Plus d'un milliard pour une "clôture"

Concernant le financement d'un mur à la frontière mexicaine, qui fait l'objet d'une âpre bataille entre le président américain et les élus démocrates depuis des semaines, l'accord de principe prévoit 1,375 milliard de dollars pour la construction d'une nouvelle portion d'environ 88 kilomètres, selon ce même responsable parlementaire. Donald Trump, dont la construction d'un mur pour lutter contre l'immigration clandestine en provenance d'Amérique du Sud est une promesse de campagne, réclamait 5,7 milliards de dollars.

Un texte définitif pourrait être rédigé au plus tard mercredi.

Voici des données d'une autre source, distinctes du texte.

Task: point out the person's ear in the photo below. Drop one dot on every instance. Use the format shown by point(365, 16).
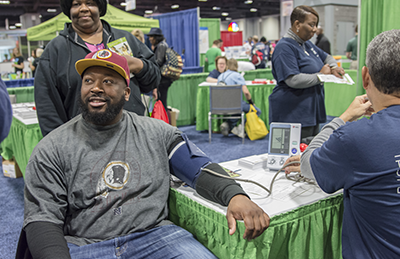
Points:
point(296, 25)
point(365, 77)
point(127, 93)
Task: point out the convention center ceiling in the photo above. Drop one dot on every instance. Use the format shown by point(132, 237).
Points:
point(224, 9)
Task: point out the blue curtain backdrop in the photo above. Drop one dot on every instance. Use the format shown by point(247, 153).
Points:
point(181, 30)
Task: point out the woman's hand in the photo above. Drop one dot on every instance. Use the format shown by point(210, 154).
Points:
point(293, 167)
point(325, 70)
point(359, 107)
point(135, 65)
point(338, 72)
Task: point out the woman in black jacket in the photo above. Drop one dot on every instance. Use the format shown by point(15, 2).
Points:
point(159, 46)
point(58, 85)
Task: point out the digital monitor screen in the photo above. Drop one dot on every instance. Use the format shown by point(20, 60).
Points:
point(280, 141)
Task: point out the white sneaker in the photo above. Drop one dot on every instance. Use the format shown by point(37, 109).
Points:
point(238, 131)
point(224, 127)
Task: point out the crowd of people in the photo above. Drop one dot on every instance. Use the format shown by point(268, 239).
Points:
point(98, 181)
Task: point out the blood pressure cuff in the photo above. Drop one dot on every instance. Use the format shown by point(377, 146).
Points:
point(186, 161)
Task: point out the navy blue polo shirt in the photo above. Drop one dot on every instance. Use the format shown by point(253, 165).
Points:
point(286, 104)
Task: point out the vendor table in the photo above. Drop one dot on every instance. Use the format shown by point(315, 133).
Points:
point(182, 93)
point(337, 98)
point(305, 222)
point(23, 94)
point(19, 82)
point(20, 143)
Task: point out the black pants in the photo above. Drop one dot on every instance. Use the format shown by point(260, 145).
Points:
point(163, 90)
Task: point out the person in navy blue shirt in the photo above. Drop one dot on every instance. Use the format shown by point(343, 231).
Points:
point(220, 62)
point(260, 46)
point(298, 96)
point(5, 111)
point(362, 157)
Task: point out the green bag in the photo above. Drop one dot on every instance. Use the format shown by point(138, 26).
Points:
point(255, 127)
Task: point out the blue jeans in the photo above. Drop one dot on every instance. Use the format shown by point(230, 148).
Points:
point(246, 108)
point(168, 241)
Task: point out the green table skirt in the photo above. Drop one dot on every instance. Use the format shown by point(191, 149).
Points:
point(23, 94)
point(259, 94)
point(182, 93)
point(311, 231)
point(337, 98)
point(20, 143)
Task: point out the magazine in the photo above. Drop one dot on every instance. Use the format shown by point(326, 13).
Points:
point(120, 46)
point(331, 78)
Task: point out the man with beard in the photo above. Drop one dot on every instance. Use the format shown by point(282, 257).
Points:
point(75, 208)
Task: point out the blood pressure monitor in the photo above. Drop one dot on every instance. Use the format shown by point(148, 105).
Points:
point(284, 142)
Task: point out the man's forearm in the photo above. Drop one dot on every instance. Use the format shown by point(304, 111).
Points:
point(46, 240)
point(317, 142)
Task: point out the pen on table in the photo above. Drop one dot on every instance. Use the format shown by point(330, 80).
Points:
point(333, 67)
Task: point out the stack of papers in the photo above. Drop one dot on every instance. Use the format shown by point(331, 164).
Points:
point(333, 79)
point(254, 162)
point(25, 113)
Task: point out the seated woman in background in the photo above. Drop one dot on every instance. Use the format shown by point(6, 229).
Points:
point(138, 34)
point(221, 62)
point(232, 77)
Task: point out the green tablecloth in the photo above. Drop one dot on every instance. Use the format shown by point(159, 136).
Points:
point(20, 143)
point(311, 231)
point(337, 98)
point(182, 93)
point(259, 94)
point(23, 94)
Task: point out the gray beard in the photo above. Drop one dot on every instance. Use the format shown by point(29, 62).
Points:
point(101, 118)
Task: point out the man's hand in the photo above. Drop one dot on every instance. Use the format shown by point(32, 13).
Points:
point(135, 65)
point(338, 72)
point(293, 167)
point(359, 107)
point(325, 70)
point(255, 219)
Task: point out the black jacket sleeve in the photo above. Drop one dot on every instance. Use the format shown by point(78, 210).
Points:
point(49, 103)
point(160, 53)
point(149, 77)
point(46, 240)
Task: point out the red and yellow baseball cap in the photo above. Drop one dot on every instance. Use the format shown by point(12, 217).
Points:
point(105, 58)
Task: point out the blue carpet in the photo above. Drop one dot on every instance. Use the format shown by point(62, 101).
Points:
point(12, 201)
point(12, 208)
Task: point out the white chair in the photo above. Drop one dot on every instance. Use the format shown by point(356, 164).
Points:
point(225, 101)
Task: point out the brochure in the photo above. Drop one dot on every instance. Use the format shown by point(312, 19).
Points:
point(120, 46)
point(333, 79)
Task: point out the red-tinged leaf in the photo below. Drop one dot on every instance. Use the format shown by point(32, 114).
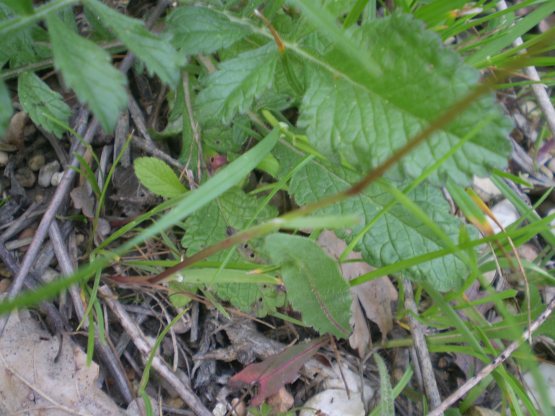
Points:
point(272, 373)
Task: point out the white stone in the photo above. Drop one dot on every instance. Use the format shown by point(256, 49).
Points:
point(56, 178)
point(46, 172)
point(485, 188)
point(505, 213)
point(334, 402)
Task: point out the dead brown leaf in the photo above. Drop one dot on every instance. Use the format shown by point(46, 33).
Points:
point(371, 300)
point(35, 380)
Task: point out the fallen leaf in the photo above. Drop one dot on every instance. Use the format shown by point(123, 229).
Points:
point(275, 371)
point(371, 299)
point(33, 379)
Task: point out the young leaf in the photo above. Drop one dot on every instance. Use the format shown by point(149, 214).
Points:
point(157, 53)
point(155, 175)
point(355, 116)
point(87, 70)
point(20, 6)
point(230, 213)
point(5, 108)
point(272, 373)
point(201, 30)
point(247, 291)
point(237, 83)
point(386, 392)
point(314, 284)
point(381, 244)
point(42, 104)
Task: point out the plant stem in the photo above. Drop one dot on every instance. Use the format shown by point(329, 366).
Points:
point(18, 23)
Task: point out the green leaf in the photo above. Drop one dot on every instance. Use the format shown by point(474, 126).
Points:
point(314, 283)
point(353, 116)
point(261, 299)
point(237, 83)
point(157, 53)
point(386, 392)
point(392, 237)
point(20, 6)
point(247, 291)
point(42, 104)
point(155, 175)
point(87, 70)
point(231, 212)
point(5, 108)
point(201, 30)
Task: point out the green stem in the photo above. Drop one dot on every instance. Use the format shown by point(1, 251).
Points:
point(18, 23)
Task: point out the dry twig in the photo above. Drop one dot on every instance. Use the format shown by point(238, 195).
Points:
point(500, 359)
point(428, 377)
point(145, 347)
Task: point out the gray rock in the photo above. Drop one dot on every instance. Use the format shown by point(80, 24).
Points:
point(36, 162)
point(56, 178)
point(46, 172)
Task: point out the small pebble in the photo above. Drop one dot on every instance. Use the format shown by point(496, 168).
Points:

Les parlementaires espèrent laisser aux deux chambres du Congrès le temps d'adopter le projet de loi, et à Donald Trump de le promulguer avant la date butoir de vendredi, à laquelle expire le financement alloué au département de la Sécurité intérieure et à plusieurs agences fédérales.

Le 25 janvier, après plus d'un mois de paralysie partielle touchant quelque 800'000 fonctionnaires, un accord avait été trouvé pour mettre fin au plus long "shutdown" de l'histoire des Etats-Unis (plus d'un mois) mais il ne prévoyait un financement des services fédéraux concernés que jusqu'à vendredi, le 15 février.

ats/dbb

Publié le 12 février 2019 à 05:57 - Modifié le 12 février 2019 à 06:40

En visite à El Paso, Trump défend son mur

En campagne à El Paso, ville frontalière avec le Mexique, Donald Trump a martelé lundi soir que les murs permettaient de "sauver des vies", tout en restant évasif sur une possible percée au Congrès dans les négociations sur l'immigration.

"Nous avons besoin d'un mur (...) et nous le construirons rapidement", a-t-il martelé à El Paso. "Les murs ne sont pas immoraux comme cela a été dit". Non loin de là, une manifestation, organisée par plusieurs ONG, visait à dénoncer "l'obsession de Trump sur le mur frontalier et le prisme déformant avec lequel il décrit la vie à El Paso".

Une "Marche pour la vérité"

Dans son discours sur l'état de l'Union, la semaine dernière, il a assuré que la clôture érigée en 2005 en bordure de cette ville du Texas avait fait baisser la criminalité.

L'ancien député démocrate du Texas Beto O'Rourke et le maire républicain de la ville ont alors rappelé que l'insécurité y était déjà inférieure à la moyenne nationale avant 2005. Une "Marche pour la vérité" est prévue à l'occasion de la visite de Donald Trump et Beto O'Rourke, qui envisage de briguer l'investiture démocrate pour la présidentielle de 2020, doit y prendre la parole.